Interessiert mich nicht,
sag ich und sehe gerade noch, dass er sich so komisch mit einer Hand den Kopf hält. Handy. Heute abend auf dem Heimweg kurz zum Bäcker rein. Nach mir kommt dann noch einer und begleitet meine Brötchenbestellung mit dem Hinweis, dass er vorher nicht ins Netz gekommen sei. Auch er hält sich den Kopf. Mit Recht, denke ich, er sollte aber beide Hände nehmen. Wenig später steht eine mitten auf dem Gehweg, im Auto versteht sich, und quatscht, weil mit geschlossenem Fenster, diesmal wenigstens ohne mich am Gespräch zu beteiligen.
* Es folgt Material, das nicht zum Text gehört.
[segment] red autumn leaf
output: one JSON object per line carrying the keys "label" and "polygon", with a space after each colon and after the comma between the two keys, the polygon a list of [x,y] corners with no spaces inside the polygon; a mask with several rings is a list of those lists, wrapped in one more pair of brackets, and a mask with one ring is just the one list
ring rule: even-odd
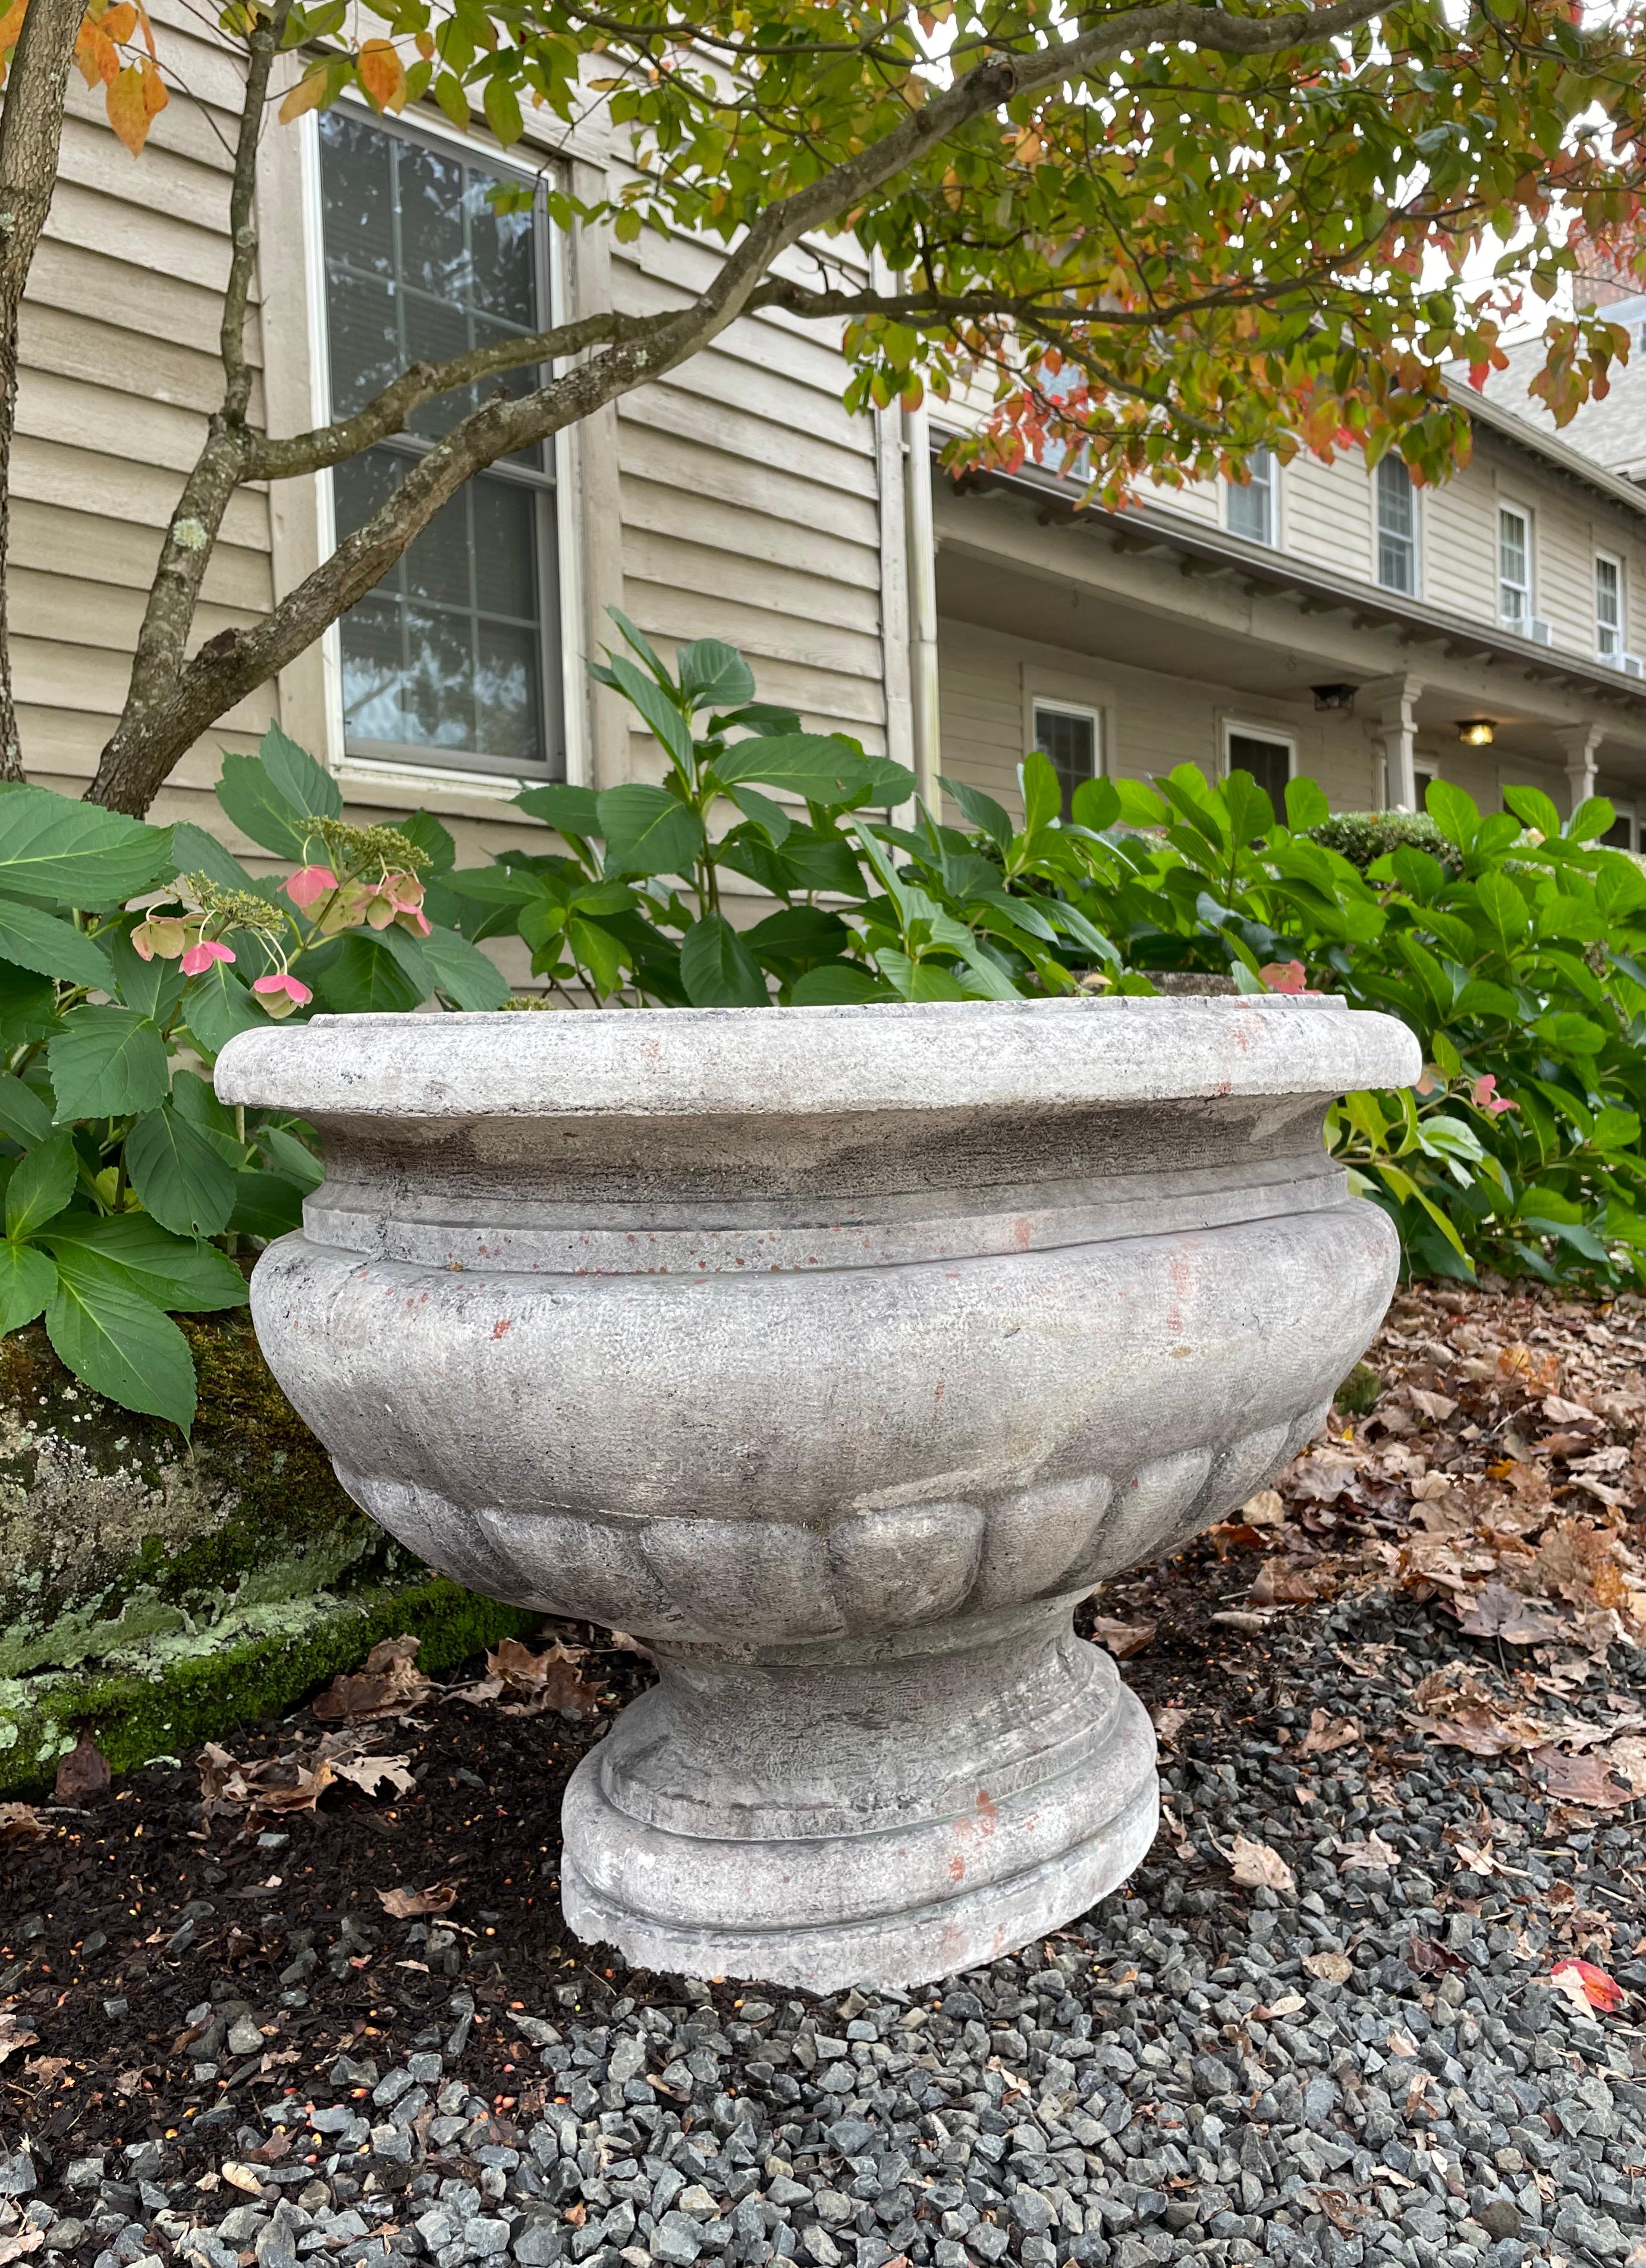
{"label": "red autumn leaf", "polygon": [[368,40],[355,57],[360,84],[379,110],[406,107],[406,66],[389,40]]}
{"label": "red autumn leaf", "polygon": [[1571,1989],[1565,1979],[1571,1977],[1582,1987],[1590,2007],[1598,2008],[1603,2016],[1615,2015],[1628,1998],[1617,1978],[1608,1977],[1604,1969],[1597,1969],[1592,1961],[1557,1961],[1549,1975],[1565,1992]]}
Ich telefoniere, also bin ich. Deutsche Leitkultur
h.f.s. schrieb am 25.10. 1999 um 16:29:11 Uhr zu
Bewertung: 3 Punkt(e)
Das erstaunlichste an dem Handy ist, dass Nichtenglischsprechende dieses englisch anmutende Wort erfunden haben. Durchgesetzt hat es sich in englischsprachigen Gebieten nicht.